Alienation is a common theme in Denis’ films. Her characters are often lonely wanderers looking to forge connections with both the people and places that surround them. Often, these characters struggle with this due to the harshness of everyday life or the social constructs placed on us. Despite the seclusion of these characters, her films remain sensual, harmonising both isolation and eroticism in a way that feels genuine; managing to capture deep intimacy through the most banal moments of everyday life. Whilst Bastards remains a disturbing and harrowing film, it still has the ability to capture these key feelings that her films commonly evoke. Not only is the film’s central character, Marco, an incredibly lonely man, but so is Laporte’s wife Raphaëlle (Chiara Mastroianni ). Her life is that of a typical bourgeois housewife: She lives often in isolation (due to her husband’s frequent business trips), managing the house and looking after their young child. Denis makes strong emphasis on highlighting these mundane tasks through the use of repetition, in the same way somebody like Chantal Akerman or Bresson might do. It is through this that we are able to connect with her character despite the class difference, and the fact she is married to a horrifying monster. Both of these people feel alienated from their lives, albeit in different ways, which is what leads them to finding a connection. Whether it is Marco throwing down a box of cigarettes that Raphaëlle desperately seeks, or a vehement kiss on the staircase of the flat block they both share.

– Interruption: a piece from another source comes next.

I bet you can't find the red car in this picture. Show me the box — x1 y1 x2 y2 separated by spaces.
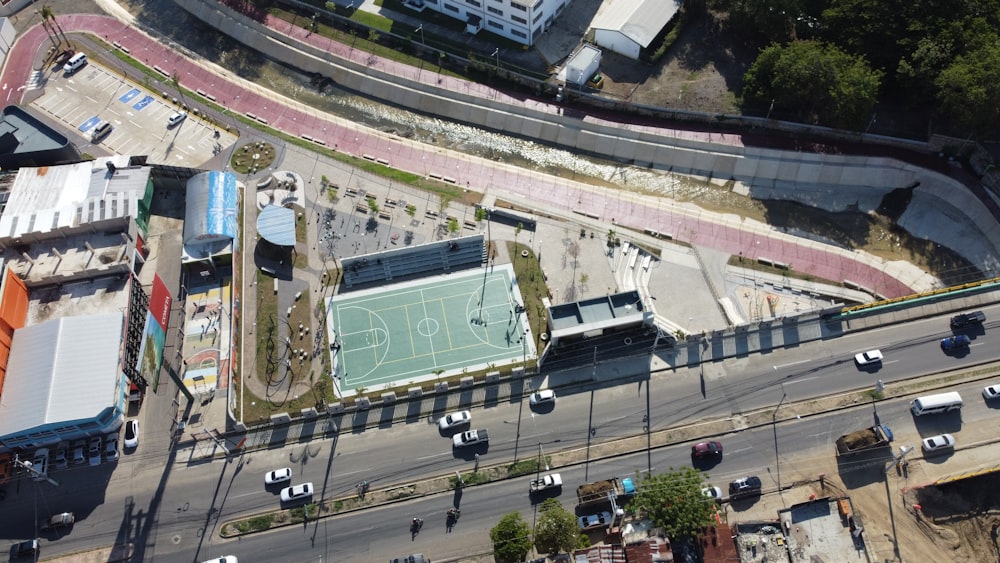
691 442 722 459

Throughout a 30 year career, Denis has remained a figurehead of European cinema, towing the thin line between critically acclaimed darling and provocative radical. Her films distance the viewer but allow enough of an emotional connection to be made that they feel inviting, despite often covering dark themes. Like her polarising 2001 release Trouble Every Day, a sensual and transgressive romantic horror film about modern day vampires, Bastards pushes this alienating feeling into the foreground of the film instead of simmering underneath. Because of this, the film garnered middling reviews on its release; with critics from The Guardian, The Financial Times, and IndieWire claiming that Denis’ style is too fervent here, or that it was simply too dreary and downbeat. It is too dark and tormented to be a standard arthouse drama, but it isn’t as exciting or action packed as most modern neo-noirs are. The film very rarely gives the answers that the audience might seek, and when it finally does, in its distressing final sequence, you will wish that you never seeked them in the first place. There is no catharsis to be found in this Dostoevskian tale of guilt, alienation and the true barbarous reality at the heart of the bourgeoisie, just a deep feeling of melancholia.